Kovask fronça les sourcils.

— Son nom?

— Que va ! Vous n’avez jamais entendu parler du professeur Enrique Hernandez?

Kovask hocha la tête :

— Si, en effet. Il est très célèbre. Et C’est lui qui descendait d’un avion militaire?

— Voilà ! Le journal qui n’en parle même pas ! Ici, à Séville, quand un homme comme lui arrive, le journal récrit sur toute sa largeur. Et ils l’ont entraîné vers le chemin de terre. Une voiture l’attendait là. Ils ne sont même pas passés devant les bâtiments. Et je me suis fait engueuler.

— Par qui?

— Un type en civil. Un sale flic, certainement. Il m’a dit que je n’avais qu’à tenir ma langue. Alors, j’ai fait la bête. J’ai dit que je n’avais rien vu.
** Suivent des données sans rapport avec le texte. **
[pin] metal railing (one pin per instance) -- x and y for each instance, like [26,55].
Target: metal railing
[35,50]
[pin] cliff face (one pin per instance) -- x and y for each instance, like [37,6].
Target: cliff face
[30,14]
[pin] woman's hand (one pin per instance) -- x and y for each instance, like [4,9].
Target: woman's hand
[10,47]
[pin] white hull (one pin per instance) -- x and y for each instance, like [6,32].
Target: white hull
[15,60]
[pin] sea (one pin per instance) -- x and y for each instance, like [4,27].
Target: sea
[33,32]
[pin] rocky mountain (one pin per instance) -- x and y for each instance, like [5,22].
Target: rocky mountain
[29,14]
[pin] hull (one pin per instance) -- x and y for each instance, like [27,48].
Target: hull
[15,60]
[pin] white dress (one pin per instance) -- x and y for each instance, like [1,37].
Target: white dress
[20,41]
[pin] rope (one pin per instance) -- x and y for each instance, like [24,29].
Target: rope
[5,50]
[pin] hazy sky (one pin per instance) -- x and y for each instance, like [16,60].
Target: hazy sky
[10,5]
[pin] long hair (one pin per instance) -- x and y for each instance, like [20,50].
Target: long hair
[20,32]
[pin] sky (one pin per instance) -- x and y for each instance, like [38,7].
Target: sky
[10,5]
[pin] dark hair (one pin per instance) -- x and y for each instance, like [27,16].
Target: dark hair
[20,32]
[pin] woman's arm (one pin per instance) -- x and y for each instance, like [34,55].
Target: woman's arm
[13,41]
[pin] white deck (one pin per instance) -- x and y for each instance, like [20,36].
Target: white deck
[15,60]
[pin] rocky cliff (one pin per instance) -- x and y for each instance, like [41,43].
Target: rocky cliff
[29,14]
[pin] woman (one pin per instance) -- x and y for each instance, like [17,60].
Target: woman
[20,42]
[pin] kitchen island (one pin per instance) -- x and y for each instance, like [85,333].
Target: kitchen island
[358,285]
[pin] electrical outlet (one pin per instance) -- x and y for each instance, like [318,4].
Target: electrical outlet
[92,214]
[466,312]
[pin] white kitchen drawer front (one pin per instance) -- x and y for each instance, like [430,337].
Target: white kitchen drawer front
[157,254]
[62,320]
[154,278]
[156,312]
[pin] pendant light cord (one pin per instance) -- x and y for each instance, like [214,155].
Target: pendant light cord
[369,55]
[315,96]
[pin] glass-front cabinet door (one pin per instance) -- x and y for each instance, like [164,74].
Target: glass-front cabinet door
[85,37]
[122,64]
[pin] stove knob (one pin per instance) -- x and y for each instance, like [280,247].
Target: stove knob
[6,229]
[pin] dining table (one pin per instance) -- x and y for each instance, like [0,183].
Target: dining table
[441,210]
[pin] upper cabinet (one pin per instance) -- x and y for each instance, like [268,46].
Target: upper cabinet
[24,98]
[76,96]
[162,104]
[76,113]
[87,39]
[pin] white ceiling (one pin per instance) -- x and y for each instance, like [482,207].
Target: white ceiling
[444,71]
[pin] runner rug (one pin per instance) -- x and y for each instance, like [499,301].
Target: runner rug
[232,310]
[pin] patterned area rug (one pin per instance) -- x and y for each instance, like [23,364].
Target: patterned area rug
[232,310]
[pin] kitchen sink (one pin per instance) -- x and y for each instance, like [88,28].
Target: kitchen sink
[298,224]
Même pas l’avion. Il m’a filé deux pesetas.

Il hocha la tête :

— Même pas un journaliste pour l’attendre. Même pas un discours. Le plus grand professeur du monde. Celui qui a coupé le sein de la Maria, il y a vingt ans. Il n’était pas aussi célèbre, alors, mais quand même ! Il était en vacances ici, et Maria était allée le voir. Le lendemain, elle n’avait plus qu’un nichon. À cette époque elle n’avait pas quarante ans. C’était triste pour son mari.

CHAPITRE V

Serge Kovask s’était levé tôt. Il avait eu la chance de trouver une librairie ouverte, et le vendeur lui avait conseillé deux ouvrages. L’un était une biographie du professeur Enrique Hernandez, l’autre s’intitulait : « Proposiciones por una profilaxis de la edad atomica ». Il les parcourut tous les deux, apprit que le professeur s’intéressait particulièrement à la médecine nucléaire.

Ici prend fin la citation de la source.